Red Hat is on a mission to bring the power of open-source LLMs and vLLM to every enterprise, accelerating AI for the enterprise and bringing operational simplicity to GenAI deployments. The Machine Learning Engineer will help shape the future of AI deployment and utilization by contributing to a stable platform for enterprises to build, optimize, and scale LLM deployments.
Requirements
- Extensive experience in writing high performance modern C++ code.
- Strong experience with hardware acceleration libraries and backends: CUDA, Metal, Vulkan, or SYCL.
- Strong fundamentals in machine learning and deep learning, with a deep understanding of transformer architectures and LLM inference.
- Experience with performance profiling, benchmarking, and optimization techniques.
- Proficient in Python.
- Prior experience contributing to a major open-source project.
Responsibilities
- Design and implement new features and optimizations for the llama.cpp core, including model architecture support, quantization techniques, and inference algorithms.

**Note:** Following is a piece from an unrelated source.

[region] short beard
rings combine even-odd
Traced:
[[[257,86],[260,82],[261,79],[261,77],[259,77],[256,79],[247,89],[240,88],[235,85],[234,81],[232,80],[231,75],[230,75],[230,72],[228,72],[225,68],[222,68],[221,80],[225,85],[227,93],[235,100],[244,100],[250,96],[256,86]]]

- Optimize the codebase for various hardware backends, including CPU instruction sets, Apple Silicon (Metal), and other GPU technologies (CUDA, Vulkan, SYCL).
- Conduct performance analysis and benchmarking to identify bottlenecks and propose solutions for improving latency and throughput.
- Contribute to the design and evolution of core project components, such as the GGUF file format and the GGML tensor library.
- Collaborate with the open-source community by reviewing pull requests, participating in technical discussions on GitHub, and providing guidance on best practices.
Other
- If you are someone who wants to contribute to solving challenging technical problems at the forefront of deep learning in the open source way, this is the role for you.